[Pipelines] Add DreamLite text-to-image and image-edit pipelines#13815
[Pipelines] Add DreamLite text-to-image and image-edit pipelines#13815Carlofkl wants to merge 10 commits into
Conversation
Add ByteDance's DreamLite model family to diffusers. DreamLite is a
UNet-based diffusion model that supports both text-to-image generation
and reference-image editing through a shared 3-branch dual-CFG design.
Two pipelines are shipped:
* DreamLitePipeline - full 3-branch dual CFG (negative,
reference, prompt); supports T2I and
I2I editing at 1024x1024.
* DreamLiteMobilePipeline - distilled single-branch variant for
on-device inference; no CFG.
New model code (all isolated under *_dreamlite.py / unet_dreamlite.py
to avoid touching shared upstream files):
* models/transformers/transformer_2d_dreamlite.py - DreamLite 2D
transformer block.
* models/unets/unet_dreamlite.py - DreamLiteUNetModel.

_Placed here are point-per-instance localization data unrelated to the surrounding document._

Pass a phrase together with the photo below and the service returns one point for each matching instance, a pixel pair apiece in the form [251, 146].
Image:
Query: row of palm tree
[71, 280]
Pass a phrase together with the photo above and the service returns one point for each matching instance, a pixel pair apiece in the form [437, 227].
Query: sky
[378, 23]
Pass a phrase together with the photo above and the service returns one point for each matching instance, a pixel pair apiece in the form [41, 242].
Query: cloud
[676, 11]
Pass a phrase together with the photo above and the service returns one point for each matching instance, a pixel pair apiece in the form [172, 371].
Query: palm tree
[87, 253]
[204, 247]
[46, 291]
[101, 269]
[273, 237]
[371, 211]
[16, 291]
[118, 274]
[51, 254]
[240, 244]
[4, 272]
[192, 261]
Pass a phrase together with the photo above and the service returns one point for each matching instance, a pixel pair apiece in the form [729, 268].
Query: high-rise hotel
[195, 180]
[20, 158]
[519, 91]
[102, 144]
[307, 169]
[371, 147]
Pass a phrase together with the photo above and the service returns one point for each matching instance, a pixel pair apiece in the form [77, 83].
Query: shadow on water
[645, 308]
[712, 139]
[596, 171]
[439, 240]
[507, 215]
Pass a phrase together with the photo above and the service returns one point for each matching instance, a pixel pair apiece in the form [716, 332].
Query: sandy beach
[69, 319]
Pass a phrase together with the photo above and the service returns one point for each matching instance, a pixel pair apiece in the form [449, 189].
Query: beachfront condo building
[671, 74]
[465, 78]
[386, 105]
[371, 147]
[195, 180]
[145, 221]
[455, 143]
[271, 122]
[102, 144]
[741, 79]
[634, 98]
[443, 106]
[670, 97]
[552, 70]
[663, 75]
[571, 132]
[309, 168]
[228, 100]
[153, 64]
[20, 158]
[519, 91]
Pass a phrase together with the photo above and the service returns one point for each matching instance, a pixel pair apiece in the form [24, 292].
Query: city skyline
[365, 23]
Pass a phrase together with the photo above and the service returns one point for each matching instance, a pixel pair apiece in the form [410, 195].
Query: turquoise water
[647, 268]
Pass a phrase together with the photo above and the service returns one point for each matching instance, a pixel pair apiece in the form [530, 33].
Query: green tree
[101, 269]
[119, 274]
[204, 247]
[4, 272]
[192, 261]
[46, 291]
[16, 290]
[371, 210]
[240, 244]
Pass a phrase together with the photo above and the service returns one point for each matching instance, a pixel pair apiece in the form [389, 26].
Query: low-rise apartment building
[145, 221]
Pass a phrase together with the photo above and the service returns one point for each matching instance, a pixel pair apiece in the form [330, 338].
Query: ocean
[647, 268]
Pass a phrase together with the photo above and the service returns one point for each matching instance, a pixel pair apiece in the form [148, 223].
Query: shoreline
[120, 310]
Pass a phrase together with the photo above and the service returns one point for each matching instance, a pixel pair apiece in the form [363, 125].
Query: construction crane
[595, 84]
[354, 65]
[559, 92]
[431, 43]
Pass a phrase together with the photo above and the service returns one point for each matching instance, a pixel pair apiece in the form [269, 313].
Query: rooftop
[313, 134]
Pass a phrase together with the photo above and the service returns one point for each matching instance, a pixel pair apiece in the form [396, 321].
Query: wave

* models/unets/unet_2d_blocks_dreamlite.py - DreamLite-specific
down/up/mid blocks.
* models/resnet_dreamlite.py - DreamLite ResNet
variants.
* models/attention_processor.py - add
DreamLiteAttnProcessor2_0 (pure addition, no existing processor
modified).
Pipeline + tests + docs:
* pipelines/dreamlite/{__init__.py, pipeline_dreamlite.py,
pipeline_dreamlite_mobile.py, pipeline_output.py}.

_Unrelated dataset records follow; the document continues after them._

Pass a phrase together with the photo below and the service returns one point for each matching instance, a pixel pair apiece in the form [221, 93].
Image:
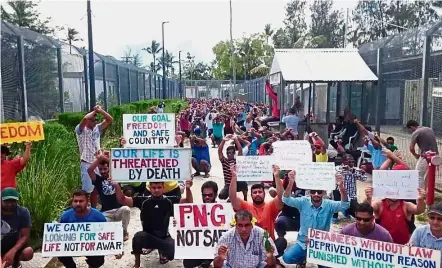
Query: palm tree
[154, 49]
[72, 36]
[268, 31]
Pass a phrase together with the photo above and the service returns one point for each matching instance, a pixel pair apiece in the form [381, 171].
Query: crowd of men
[235, 128]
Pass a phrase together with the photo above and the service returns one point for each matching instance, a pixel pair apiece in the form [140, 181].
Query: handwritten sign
[82, 239]
[287, 154]
[254, 168]
[199, 227]
[316, 176]
[134, 165]
[336, 250]
[149, 130]
[21, 132]
[395, 184]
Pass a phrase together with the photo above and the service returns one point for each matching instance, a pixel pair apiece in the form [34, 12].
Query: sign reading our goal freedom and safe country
[337, 250]
[149, 130]
[150, 164]
[82, 239]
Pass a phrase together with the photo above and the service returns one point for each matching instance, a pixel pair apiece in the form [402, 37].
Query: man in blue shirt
[81, 212]
[316, 212]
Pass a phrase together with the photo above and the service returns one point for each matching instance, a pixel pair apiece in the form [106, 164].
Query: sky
[194, 26]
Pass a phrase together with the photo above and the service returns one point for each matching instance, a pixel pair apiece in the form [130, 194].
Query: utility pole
[93, 99]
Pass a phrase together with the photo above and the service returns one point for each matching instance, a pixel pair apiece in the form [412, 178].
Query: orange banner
[21, 132]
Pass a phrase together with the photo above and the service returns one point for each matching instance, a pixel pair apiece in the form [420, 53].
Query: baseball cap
[9, 193]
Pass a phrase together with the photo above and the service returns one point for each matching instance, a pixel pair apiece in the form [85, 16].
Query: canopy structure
[321, 65]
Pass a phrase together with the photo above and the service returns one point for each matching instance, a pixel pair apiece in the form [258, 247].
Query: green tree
[153, 50]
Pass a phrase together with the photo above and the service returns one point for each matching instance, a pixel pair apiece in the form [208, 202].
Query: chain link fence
[42, 77]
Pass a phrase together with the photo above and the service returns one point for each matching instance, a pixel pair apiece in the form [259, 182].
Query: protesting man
[17, 222]
[88, 137]
[81, 212]
[10, 168]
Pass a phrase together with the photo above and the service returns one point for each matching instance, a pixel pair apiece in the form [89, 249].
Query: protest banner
[149, 130]
[21, 132]
[128, 165]
[316, 176]
[395, 184]
[286, 154]
[82, 239]
[199, 227]
[337, 250]
[254, 168]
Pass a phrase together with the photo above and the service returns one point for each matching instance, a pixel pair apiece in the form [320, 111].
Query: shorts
[86, 181]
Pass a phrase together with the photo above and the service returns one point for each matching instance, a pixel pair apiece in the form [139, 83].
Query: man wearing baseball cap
[14, 243]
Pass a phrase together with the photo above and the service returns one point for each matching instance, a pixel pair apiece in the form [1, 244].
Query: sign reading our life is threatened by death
[20, 132]
[338, 250]
[149, 130]
[254, 168]
[82, 239]
[128, 165]
[316, 175]
[199, 227]
[395, 184]
[286, 154]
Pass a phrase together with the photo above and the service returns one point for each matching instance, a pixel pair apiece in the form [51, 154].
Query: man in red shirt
[10, 168]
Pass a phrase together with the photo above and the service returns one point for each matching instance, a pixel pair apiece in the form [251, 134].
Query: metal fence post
[103, 63]
[60, 79]
[22, 79]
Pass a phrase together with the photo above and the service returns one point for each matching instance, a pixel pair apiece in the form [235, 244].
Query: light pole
[164, 61]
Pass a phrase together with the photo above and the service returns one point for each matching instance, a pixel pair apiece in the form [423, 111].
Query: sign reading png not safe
[21, 132]
[149, 130]
[128, 165]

* tests/pipelines/dreamlite/{test_pipeline_dreamlite.py,
test_pipeline_dreamlite_mobile.py} with the standard
PipelineTesterMixin suite; setUp/tearDown auto-patches encode_prompt
with a fake so MagicMock text encoders work without per-test
boilerplate.
* Skip 8 mixin tests that don't apply to DreamLite (MagicMock
serialisation, custom attention processor, encode_prompt return
shape, batch_size > 1 sweep), mirroring SD3 / Flux conventions.
* docs/source/en/api/pipelines/dreamlite.md + _toctree.yml entry
(alphabetically between DiT and EasyAnimate).
* Register exports in 6 __init__.py files.
Two real bugs surfaced by the mixin test suite are fixed in this
commit:
* num_images_per_prompt > 1: prompt_embeds and text_attention_mask
are now repeated along the batch dimension in both pipelines'
T2I and I2I branches before being passed to the UNet.
* vae=None: __init__ now guards the encoder_block_out_channels
lookup so encode_prompt can be tested in isolation per
PipelineTesterMixin convention.
SlowTests real-checkpoint resolution is set to 1024x1024 (the only
size DreamLite is trained for).
Test result: 27 passed, 50 skipped, 0 failed on CPU fast suite.
make style && make quality: clean.
The `carlofkl/DreamLite-{base,mobile}` Hub repos host two flavours of the
same checkpoint:
* `main` branch - keeps `model_index.json` pointing at ByteDance's
internal package path so the original (non-diffusers)
reference code can still load these weights.
* `diffusers` branch - rewrites the `unet` entry of `model_index.json` to
`["diffusers", "DreamLiteUNetModel"]` so this
integration loads correctly from `diffusers`.
This commit pins every `from_pretrained(...)` call shipped with the
diffusers integration (docs examples, pipeline docstrings, SlowTests) to
`revision="diffusers"`. Local-override env vars (DREAMLITE_BASE_PATH /
DREAMLITE_MOBILE_PATH) still bypass the revision pin.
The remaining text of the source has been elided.